The present invention relates to a method of manufacturing a semiconductor device, and more particularly, to a method of manufacturing a thin film capacitor having a metal / insulator / metal (MIM) structure.

Recently, in an analog circuit requiring high-speed operation, development of a semiconductor device for implementing a high capacity capacitor is underway. In general, when the capacitor is a PIP structure in which polysilicon, insulator, and polysilicon are stacked, the upper and lower electrodes and the dielectric thin film are used because the upper and lower electrodes are used as conductive polycrystalline silicon. An oxidation reaction occurs at the interface to form a natural oxide film, which reduces the size of the total capacitance.

To solve this problem, the structure of the capacitor was changed to metal / insulator / silicon (MIS) or metal / insulator / metal (MIM). Because of its small size and no parasitic capacitance due to depletion therein, it is mainly used for high performance semiconductor devices.

Next, a method of manufacturing a thin film capacitor having a MIM structure according to a conventional semiconductor device manufacturing method will be described with reference to the accompanying drawings. 1A to 1D are cross-sectional views illustrating a method of manufacturing a thin film capacitor according to a conventional method.

First, as shown in FIG. 1A, a normal semiconductor device process is performed on the semiconductor substrate 1, and a lower insulating film 2 made of an oxide film such as phosphosilicate glass (PSG) is formed, and then a lower insulating film is formed. A first Ti barrier layer 3, an AlCu lower interconnection 4 made of Al containing Cu, a first Ti glue layer 5 and a first TiN antireflection film 6 are sequentially formed on (2).

In this case, the first Ti barrier layer 3, the AlCu lower interconnection 4, the first Ti glue layer 5, and the first TiN antireflection film 6 correspond to the first electrode layer M1 in the MIM capacitor.

Subsequently, a nitride film 7 corresponding to the insulator layer of the MIM capacitor is formed on the TiN antireflection film 6 to a thickness of about 600 kPa.

Next, the second Ti barrier layer 8, the AlCu upper wiring 9 made of Al containing Cu, the second Ti glue layer 10, and the second TiN antireflection film 11 are sequentially formed on the nitride film 7. Form.

In this case, the second Ti barrier layer 8, the AlCu upper interconnection 9, the second Ti glue layer 10, and the second TiN antireflection film 11 correspond to the second electrode layer M2 in the MIM capacitor.

Next, as shown in FIG. 1B, the second TiN anti-reflection film 11, the second Ti glue layer 10, the AlCu upper wiring 9, and the second Ti barrier layer 8 are selectively etched and patterned. do.

Next, as shown in FIG. 1C, the interlayer insulating film 12 is deposited to a thickness of about 20000 Å so as to fill the gap between neighboring metal wirings, and chemically mechanically polished so that the interlayer insulating film 12 is formed on the second TiN antireflection film 11. After the top surface is planarized to leave about 3000 GPa, a photoresist film is applied to the top surface of the planarized interlayer insulating film 12, exposed to light, and developed to form a photoresist pattern (not shown) exposing a predetermined region to the via.

Subsequently, a via hole 100 having a predetermined width opening the surface of the second TiN antireflection film 11 and the first TiN antireflection film 6 by dry etching the interlayer insulating film 12 having the upper surface exposed using the photoresist pattern as a mask. After the formation, the second photoresist pattern is removed and a cleaning process is performed.

Next, as shown in FIG. 1D, after the barrier metal film 13 is deposited on the entire upper surface of the interlayer insulating film 12 including the inner wall of the via hole 100, tungsten 14 is deposited on the barrier metal film 13. ) To completely fill the inside of the via hole 100.

Subsequently, the upper surface is planarized by chemical mechanical polishing until the upper surface of the interlayer insulating film 12 is exposed.
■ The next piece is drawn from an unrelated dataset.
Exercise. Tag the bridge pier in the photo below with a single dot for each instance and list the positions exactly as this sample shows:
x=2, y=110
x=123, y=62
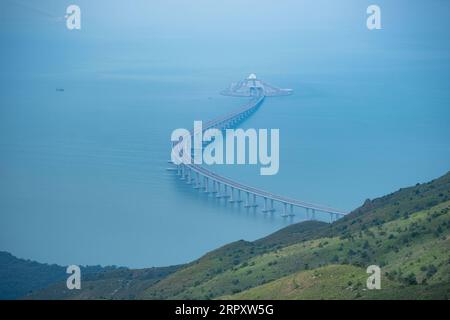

As described above, in the conventional MIM capacitor structure, the distance between the first electrode layer M1 and the second electrode layer M2 is close to the thin nitride film 7 serving as the insulator layer, so that a leakage current may occur due to the lightning rod effect. there was.

This leakage current causes a malfunction of the device and, in severe cases, there is a problem of destroying the device.

SUMMARY OF THE INVENTION An object of the present invention is to provide a thin film capacitor and a method for manufacturing the same, which space the distance between the first electrode layer and the second electrode layer around the nitride film as an insulator layer in a MIM capacitor structure such that no leakage current occurs. It is to.

In order to achieve the above object, the present invention is characterized in that the capacitor sphere is formed on the upper surface of the first electrode layer, the silicon nitride layer sidewall is formed on the inner wall of the capacitor sphere, and the silicon nitride layer dielectric layer is formed thereon.

That is, the method of manufacturing a thin film capacitor according to the present invention includes the steps of: a) forming a first electrode layer on a lower insulating film on an upper portion of a structure of a semiconductor substrate, and forming a first electrode layer to have a capacitor sphere having a predetermined width on an upper surface thereof; b) forming sidewalls on the inner wall of the capacitor sphere; c) forming a dielectric layer and a second electrode layer having a predetermined width formed on the sidewalls and the capacitor spheres; d) forming an interlayer insulating film on the upper front surface of the lower insulating film, including the dielectric layer, the second electrode layer, and the first electrode layer; e) selectively etching the interlayer insulating film to form a via exposing a second electrode layer and a portion of the first electrode layer; And f) filling the inner metal material of the via.

Here, the lower Ti barrier layer, the AlCu wiring, the Ti glue layer, and the TiN anti-reflection film are sequentially formed as the first electrode layer and the second electrode layer, and when the first electrode layer is formed, after forming the AlCu wiring, AlCu wiring is formed. Is selectively etched to form a capacitor sphere having a depth of 500 to 900 kW, and a Ti glue layer and a TiN antireflection film are sequentially formed on the AlCu wiring having the capacitor sphere formed thereon.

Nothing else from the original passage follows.